While this little accessory looks like a run-of-the-mill widget for connecting two PS/2 cables, it’s actually a keylogger designed to be attached to your computer and go unnoticed. Such devices do have legitimate uses in surveillance and law enforcement; however, for those with less honorable intentions, they also make excellent card skimmers if yoiu can attach one to a cash register, as one criminal group did at a Miami-area Nordstrom’s last month. Since they are sold openly at a relatively low price — and are sometimes used legitimately, for purposes such as monitoring the online activity of children or employees — anyone bold enough to use one will have no trouble getting their hands on it.
How does this figure into what we’re doing at Digital Check? By serving as an excellent real-world example of why P2PE — short for Point-to-Point Encryption — is an increasingly important security layer to have if you run a business with any customer-facing computers or terminals.
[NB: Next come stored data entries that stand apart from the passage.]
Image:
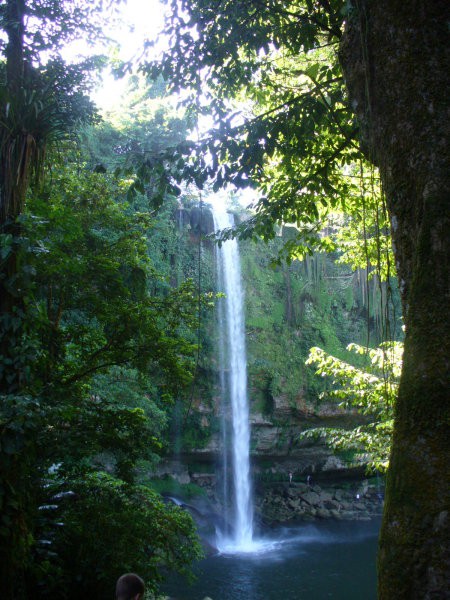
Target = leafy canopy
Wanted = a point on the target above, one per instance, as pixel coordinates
(267, 74)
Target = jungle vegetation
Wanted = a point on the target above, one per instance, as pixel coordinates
(337, 123)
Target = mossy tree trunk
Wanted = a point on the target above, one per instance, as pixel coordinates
(395, 55)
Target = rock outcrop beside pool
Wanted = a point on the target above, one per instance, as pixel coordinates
(281, 503)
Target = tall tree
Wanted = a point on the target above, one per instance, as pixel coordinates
(284, 123)
(41, 99)
(397, 62)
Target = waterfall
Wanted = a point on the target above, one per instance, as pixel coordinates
(235, 366)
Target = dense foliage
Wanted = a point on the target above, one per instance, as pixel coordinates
(95, 339)
(371, 391)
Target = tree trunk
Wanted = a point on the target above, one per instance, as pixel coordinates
(395, 55)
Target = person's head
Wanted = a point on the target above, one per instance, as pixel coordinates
(130, 587)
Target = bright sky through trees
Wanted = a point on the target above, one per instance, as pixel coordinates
(139, 20)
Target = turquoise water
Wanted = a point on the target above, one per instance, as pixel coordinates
(328, 560)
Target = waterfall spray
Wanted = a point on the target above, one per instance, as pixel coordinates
(236, 367)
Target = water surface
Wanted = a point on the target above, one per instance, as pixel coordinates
(329, 560)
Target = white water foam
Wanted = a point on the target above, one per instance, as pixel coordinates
(241, 539)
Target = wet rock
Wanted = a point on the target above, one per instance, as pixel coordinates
(311, 498)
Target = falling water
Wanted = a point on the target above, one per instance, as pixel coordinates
(235, 356)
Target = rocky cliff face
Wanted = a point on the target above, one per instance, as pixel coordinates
(289, 309)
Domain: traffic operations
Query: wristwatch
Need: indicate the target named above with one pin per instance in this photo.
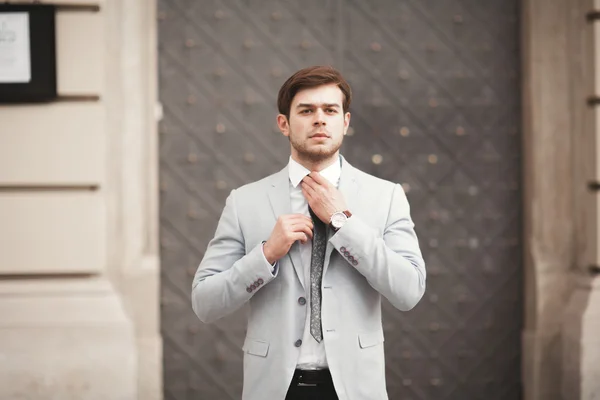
(338, 219)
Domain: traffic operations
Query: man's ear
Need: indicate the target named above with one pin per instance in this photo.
(283, 124)
(346, 122)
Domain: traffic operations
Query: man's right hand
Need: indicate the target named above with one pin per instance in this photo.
(287, 230)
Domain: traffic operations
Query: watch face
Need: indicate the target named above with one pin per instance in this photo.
(338, 219)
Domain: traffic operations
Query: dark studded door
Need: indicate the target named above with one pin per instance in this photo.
(436, 108)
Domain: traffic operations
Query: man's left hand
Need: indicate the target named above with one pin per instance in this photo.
(324, 198)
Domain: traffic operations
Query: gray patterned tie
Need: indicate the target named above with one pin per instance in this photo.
(317, 260)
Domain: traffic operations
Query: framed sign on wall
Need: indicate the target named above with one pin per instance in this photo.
(27, 53)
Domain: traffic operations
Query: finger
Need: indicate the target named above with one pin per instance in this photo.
(307, 231)
(318, 178)
(303, 226)
(300, 236)
(309, 191)
(310, 181)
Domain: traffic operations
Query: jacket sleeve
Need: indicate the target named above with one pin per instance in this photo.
(228, 277)
(392, 264)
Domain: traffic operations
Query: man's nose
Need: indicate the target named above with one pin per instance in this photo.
(319, 118)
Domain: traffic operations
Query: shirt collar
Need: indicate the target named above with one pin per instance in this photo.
(298, 172)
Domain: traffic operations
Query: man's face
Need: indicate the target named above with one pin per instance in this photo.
(317, 123)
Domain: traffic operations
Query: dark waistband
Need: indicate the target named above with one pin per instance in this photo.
(311, 376)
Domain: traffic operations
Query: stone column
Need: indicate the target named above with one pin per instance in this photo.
(548, 195)
(581, 326)
(133, 178)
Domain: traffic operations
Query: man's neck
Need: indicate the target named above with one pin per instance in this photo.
(316, 165)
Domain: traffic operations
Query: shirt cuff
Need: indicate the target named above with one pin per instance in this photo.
(273, 266)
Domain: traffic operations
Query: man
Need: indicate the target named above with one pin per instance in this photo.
(312, 249)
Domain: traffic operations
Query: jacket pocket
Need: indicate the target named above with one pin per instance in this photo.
(256, 347)
(370, 339)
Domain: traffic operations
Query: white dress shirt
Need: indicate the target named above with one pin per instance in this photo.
(312, 353)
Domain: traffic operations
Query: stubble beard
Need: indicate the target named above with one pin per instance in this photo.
(314, 155)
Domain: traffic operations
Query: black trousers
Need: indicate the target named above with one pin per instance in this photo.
(311, 385)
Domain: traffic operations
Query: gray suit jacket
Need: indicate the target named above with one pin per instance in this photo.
(375, 253)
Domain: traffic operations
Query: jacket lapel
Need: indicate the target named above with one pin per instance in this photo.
(349, 189)
(279, 196)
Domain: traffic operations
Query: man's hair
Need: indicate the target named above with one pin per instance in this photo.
(309, 78)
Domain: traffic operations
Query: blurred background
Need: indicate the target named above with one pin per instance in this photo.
(485, 112)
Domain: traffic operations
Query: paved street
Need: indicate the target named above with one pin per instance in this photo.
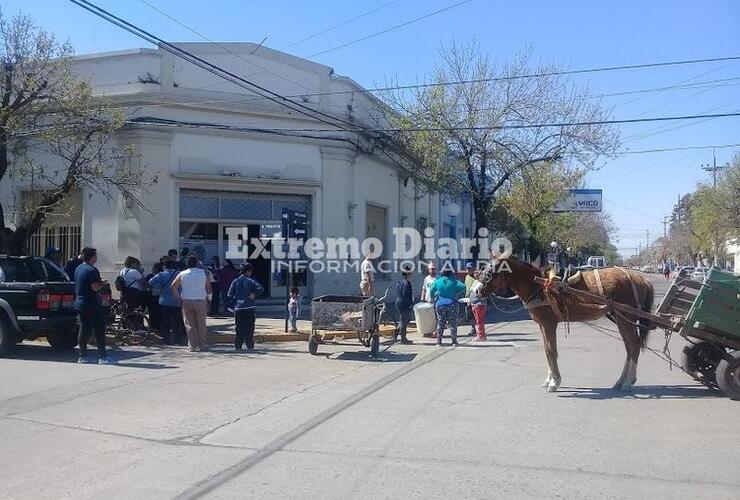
(468, 422)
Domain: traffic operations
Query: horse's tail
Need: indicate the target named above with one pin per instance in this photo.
(645, 324)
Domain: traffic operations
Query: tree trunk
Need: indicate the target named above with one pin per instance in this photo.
(13, 242)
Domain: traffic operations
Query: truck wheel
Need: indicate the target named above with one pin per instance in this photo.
(61, 341)
(728, 375)
(313, 345)
(700, 360)
(7, 339)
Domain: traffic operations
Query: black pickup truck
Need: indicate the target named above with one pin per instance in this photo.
(36, 300)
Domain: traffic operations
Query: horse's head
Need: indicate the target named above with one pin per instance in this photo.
(495, 276)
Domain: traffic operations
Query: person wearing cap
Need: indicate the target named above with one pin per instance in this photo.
(428, 282)
(469, 280)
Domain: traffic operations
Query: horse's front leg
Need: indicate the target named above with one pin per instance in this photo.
(549, 339)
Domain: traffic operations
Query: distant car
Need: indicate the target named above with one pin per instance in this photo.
(699, 274)
(685, 271)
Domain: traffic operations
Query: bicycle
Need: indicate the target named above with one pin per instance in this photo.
(128, 327)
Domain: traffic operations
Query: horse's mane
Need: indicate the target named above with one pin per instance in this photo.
(528, 265)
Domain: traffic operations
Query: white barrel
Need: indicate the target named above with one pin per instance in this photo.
(426, 320)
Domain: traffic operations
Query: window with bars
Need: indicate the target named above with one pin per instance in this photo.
(62, 228)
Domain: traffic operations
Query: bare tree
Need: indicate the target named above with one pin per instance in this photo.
(477, 135)
(54, 131)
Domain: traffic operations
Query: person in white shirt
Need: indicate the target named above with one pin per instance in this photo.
(367, 277)
(428, 282)
(193, 288)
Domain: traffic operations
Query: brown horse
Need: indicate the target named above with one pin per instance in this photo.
(548, 309)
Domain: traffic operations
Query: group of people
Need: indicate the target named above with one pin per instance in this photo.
(443, 291)
(179, 294)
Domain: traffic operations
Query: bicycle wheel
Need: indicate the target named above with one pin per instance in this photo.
(136, 327)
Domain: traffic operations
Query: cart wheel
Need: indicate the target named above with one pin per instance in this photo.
(700, 360)
(728, 374)
(374, 346)
(313, 344)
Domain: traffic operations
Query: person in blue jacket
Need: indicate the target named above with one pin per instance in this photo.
(445, 291)
(243, 292)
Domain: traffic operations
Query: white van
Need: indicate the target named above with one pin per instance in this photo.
(596, 261)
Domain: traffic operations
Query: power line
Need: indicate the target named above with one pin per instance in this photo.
(525, 76)
(239, 100)
(682, 148)
(339, 25)
(514, 126)
(392, 28)
(220, 45)
(211, 68)
(260, 128)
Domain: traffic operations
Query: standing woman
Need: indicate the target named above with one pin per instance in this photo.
(404, 305)
(192, 287)
(478, 307)
(444, 291)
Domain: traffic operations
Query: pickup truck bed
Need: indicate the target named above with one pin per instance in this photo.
(36, 300)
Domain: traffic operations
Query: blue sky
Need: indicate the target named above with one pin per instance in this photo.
(638, 189)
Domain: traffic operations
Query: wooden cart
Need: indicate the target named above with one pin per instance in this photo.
(347, 313)
(707, 315)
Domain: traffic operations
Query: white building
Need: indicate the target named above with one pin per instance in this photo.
(213, 177)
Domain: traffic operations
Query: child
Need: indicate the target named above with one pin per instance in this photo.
(294, 306)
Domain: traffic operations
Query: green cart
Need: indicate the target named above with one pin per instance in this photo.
(708, 315)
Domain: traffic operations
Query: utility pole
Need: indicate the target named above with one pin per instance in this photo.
(714, 168)
(647, 239)
(665, 227)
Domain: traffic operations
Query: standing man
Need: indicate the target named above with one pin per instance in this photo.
(243, 291)
(192, 289)
(214, 271)
(428, 282)
(71, 266)
(367, 277)
(469, 280)
(445, 291)
(89, 307)
(171, 327)
(404, 305)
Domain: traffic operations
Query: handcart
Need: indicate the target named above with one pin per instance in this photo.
(347, 313)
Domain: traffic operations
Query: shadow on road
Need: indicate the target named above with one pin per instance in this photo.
(640, 392)
(39, 352)
(385, 357)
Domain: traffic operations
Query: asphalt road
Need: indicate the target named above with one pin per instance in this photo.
(465, 422)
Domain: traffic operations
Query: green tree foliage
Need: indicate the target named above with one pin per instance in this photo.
(475, 136)
(54, 133)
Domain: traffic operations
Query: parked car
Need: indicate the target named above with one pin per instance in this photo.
(596, 261)
(699, 274)
(36, 300)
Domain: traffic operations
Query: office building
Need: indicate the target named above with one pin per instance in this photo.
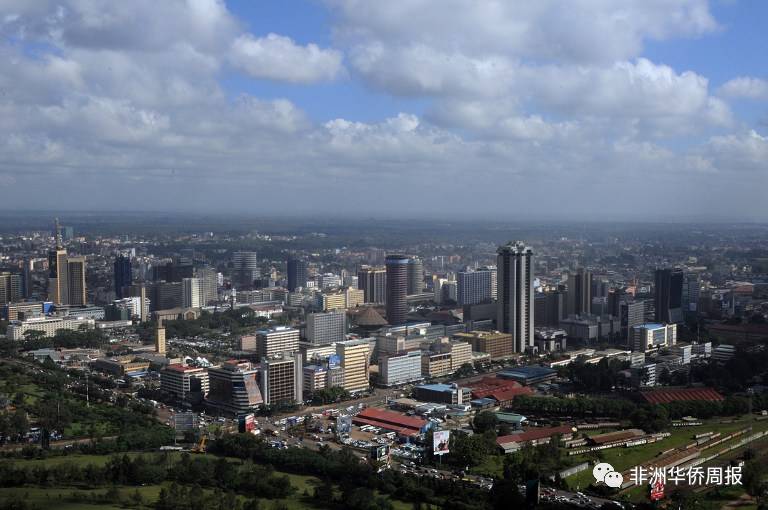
(326, 328)
(190, 288)
(209, 284)
(397, 288)
(297, 274)
(234, 388)
(315, 379)
(549, 308)
(277, 340)
(48, 326)
(473, 287)
(497, 344)
(282, 379)
(123, 275)
(415, 276)
(245, 269)
(400, 368)
(184, 383)
(354, 356)
(668, 295)
(373, 282)
(651, 336)
(515, 314)
(580, 292)
(11, 287)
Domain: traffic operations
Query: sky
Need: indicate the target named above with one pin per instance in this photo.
(607, 110)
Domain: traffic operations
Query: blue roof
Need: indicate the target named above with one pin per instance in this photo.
(527, 372)
(437, 387)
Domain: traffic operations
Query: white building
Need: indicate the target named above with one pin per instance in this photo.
(653, 336)
(48, 325)
(400, 368)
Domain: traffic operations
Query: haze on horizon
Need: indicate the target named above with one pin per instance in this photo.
(621, 110)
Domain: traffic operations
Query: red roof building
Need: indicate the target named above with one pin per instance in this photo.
(665, 396)
(396, 422)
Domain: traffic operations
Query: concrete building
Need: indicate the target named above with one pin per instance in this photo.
(48, 326)
(245, 269)
(354, 356)
(277, 340)
(651, 336)
(297, 274)
(415, 276)
(498, 345)
(473, 287)
(515, 295)
(579, 292)
(234, 388)
(397, 288)
(326, 328)
(282, 379)
(400, 368)
(315, 378)
(435, 364)
(373, 282)
(184, 383)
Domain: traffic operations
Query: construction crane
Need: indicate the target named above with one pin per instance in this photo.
(200, 447)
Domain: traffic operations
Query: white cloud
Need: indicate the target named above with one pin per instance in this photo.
(745, 87)
(276, 57)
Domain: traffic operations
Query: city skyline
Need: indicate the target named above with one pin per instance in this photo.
(640, 110)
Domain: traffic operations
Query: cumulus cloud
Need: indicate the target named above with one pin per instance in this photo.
(745, 87)
(279, 58)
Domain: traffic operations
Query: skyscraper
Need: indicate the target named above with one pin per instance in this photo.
(76, 291)
(123, 274)
(373, 282)
(397, 288)
(515, 294)
(580, 292)
(246, 269)
(297, 274)
(668, 296)
(474, 287)
(415, 276)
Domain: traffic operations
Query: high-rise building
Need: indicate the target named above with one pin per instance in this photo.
(297, 274)
(123, 275)
(354, 358)
(76, 290)
(208, 284)
(246, 269)
(515, 313)
(277, 340)
(397, 288)
(668, 296)
(415, 276)
(234, 388)
(580, 292)
(473, 287)
(282, 379)
(11, 287)
(326, 328)
(373, 282)
(190, 292)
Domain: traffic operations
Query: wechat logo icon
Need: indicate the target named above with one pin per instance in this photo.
(604, 472)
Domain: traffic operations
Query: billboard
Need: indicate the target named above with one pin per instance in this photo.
(343, 425)
(440, 440)
(246, 423)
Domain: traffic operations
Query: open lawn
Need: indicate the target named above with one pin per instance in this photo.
(625, 458)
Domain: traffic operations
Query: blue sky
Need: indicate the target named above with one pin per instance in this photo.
(629, 109)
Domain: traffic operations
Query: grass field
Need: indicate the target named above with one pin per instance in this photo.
(625, 458)
(56, 497)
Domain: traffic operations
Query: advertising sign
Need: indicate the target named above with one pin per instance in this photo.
(440, 442)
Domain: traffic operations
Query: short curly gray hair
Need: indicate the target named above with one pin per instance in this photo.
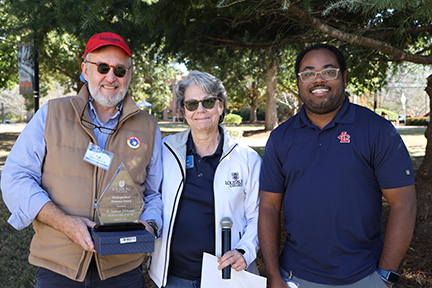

P2PE takes standard data protection to the next level by encrypting card data directly at the magnetic read head, rather than relying on software running on the cash register or the computer being used to process transactions. It’s easy to dismiss the data cable from your card reader as a trivial vulnerability — but as the Nordstrom thieves proved, if a weaknes exists, however small, someone will exploit it.
In the Nordstrom’s case, the merchant avoided a major disaster — just barely — thanks to the sharp eyes of its security detail. However, had P2PE been in place, even if the thieves had pulled off their operation, all they would have succeeding in stealing was a series of random characters. Unfortunately, most card readers that were not built recently do not support device-level encryption, and many of the cheaper ones still on the market today share the same shortcoming.
Getting back to what this has to do with Digital Check — it’s why we built device-level encryption capability into our new DockXpress card reader in order to offer the maximum level of protection for sensitive data. While there are dozens of different magnetic stripe readers out there to choose from, we believe that if you choose ours, you should be getting the most advanced protection available.